Les Classiques de la subversion : Angela Davis Femme, race et classe




Angela Davis est une militante du mouvement noir américain, féministe et révolutionnaire. Elle a milité aux cotés du Black Panthers Party. Elle comprend très vite que seule l’unité des mouvements sociaux et politiques entre blancs et noirs, hommes et femmes permettra de combattre la classe dirigeante.

Dans son livre Femmes, race et classe, Angela Davis s’affaire à un travail historique sur l’histoire du mouvement féministe noir aux États-unis. Elle y fait une analyse critique et comparative du féminisme du siècle dernier en regard des luttes d’émancipations et de libération du peuple noir. Elle analyse notamment les contradictions racistes et classistes qui survenaient au sein des mouvements abolitionnistes et féministes blancs.

Ces contradictions n’étaient pas anodines, Angela Davis traite chaque question en démontrant les écueils que provoquait le racisme dans le mouvement féministe blanc : on note, au sortir de la Guerre de Sécession, le rapprochement entre les dirigeantes du mouvement pour le droit des femmes comme Elizabeth Stanton avec des politiciens sudistes racistes qui défendent la priorité du vote de femmes sur celui des noirs. À noter pendant les années 1960-1970, l’alignement de certaines féministes blanches sur les politiques de stérilisations forcées imposées aux femmes des minorités indiennes, portoricaines et noires.

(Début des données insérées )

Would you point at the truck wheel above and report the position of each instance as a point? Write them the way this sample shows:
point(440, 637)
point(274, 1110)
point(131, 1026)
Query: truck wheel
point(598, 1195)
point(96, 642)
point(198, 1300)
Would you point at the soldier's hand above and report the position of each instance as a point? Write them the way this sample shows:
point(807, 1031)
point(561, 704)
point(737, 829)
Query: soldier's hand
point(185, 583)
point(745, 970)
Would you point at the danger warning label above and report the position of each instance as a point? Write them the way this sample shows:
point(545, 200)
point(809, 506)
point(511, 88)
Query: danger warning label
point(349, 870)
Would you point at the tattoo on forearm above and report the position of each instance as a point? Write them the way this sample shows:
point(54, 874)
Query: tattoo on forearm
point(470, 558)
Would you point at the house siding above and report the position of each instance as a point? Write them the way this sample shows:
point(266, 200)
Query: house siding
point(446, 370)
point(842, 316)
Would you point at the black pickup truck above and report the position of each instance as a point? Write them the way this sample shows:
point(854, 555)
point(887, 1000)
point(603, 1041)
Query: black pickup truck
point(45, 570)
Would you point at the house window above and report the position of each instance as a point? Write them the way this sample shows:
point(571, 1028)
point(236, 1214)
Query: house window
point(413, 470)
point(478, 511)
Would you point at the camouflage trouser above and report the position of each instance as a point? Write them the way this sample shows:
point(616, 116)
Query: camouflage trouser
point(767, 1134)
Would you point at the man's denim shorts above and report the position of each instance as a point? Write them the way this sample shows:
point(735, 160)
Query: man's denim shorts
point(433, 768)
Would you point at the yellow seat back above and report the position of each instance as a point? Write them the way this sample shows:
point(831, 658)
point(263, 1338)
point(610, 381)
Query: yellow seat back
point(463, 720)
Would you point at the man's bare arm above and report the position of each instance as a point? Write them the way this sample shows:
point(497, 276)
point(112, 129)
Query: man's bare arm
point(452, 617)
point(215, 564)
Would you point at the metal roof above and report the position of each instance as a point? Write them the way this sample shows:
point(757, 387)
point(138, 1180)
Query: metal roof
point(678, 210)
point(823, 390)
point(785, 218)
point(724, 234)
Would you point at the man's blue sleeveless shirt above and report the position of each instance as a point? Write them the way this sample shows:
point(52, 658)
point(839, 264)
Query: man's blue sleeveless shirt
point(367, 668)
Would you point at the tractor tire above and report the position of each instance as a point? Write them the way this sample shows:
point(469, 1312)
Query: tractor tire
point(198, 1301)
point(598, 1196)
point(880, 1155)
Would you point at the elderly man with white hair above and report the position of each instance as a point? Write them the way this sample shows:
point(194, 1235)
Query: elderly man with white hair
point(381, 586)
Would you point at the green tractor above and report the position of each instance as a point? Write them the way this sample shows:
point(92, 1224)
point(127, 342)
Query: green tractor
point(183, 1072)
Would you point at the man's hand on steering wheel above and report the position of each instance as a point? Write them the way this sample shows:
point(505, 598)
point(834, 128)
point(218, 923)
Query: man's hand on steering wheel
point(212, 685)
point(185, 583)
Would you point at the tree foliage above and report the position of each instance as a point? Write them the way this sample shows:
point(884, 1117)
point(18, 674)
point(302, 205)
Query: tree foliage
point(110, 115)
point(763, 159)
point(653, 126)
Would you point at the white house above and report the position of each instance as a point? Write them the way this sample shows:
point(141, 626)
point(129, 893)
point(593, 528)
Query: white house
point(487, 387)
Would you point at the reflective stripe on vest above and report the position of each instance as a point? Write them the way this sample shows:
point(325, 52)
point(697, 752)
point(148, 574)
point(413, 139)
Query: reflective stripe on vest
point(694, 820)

Mais son ouvrage démontre également comment ces luttes ont porté leurs fruits à chaque fois qu’elles ont été solidaires. Angela Davis met ainsi en lumière que la prise en compte de toutes les oppressions de façon égale et sous tous ces aspects est un préalable à l’émancipation de toutes et tous. Elle explique ainsi que certaines revendications des femmes noires sont communes avec les femmes blanches et celle des autres groupes vivant la domination raciale, au même titre que les femmes noires ont en commun une oppression spécifique avec les hommes noirs. Mais surtout, l’ouvrage démontre aussi l’écueil empêchant cette convergence, à savoir que la dépossession des plus opprimé-e-s, dans ce cas les femmes prolétaires des minorités raciales, conduit à un décalage d’intérêts, de priorités et de sous-estimation des interdépendances qui existent au sein des catégories dominées.

Cet ouvrage est toujours d’actualité : ces contradictions ne sont pas sans faire penser à celles survenant aussi en France.

Les contradictions à dépasser entre les oppressions spécifiques est une question centrale aujourd’hui. La réponse se trouve dans l’articulation des luttes antiracistes, féministes et anticapitalistes, sans les hiérarchiser, et dans l’organisation en priorité des plus opprimé-e-s au sein de ces couches. Femmes, race et classe montrent qu’aux États-Unis, ce sont les femmes noires prolétarisées qui ouvrent la voie.

Nicolas Pasadena (AL Montreuil)

• Angela Davis, Femmes, race et classe, Editions des Femmes, 1983, 341 pages, 15,25 euros.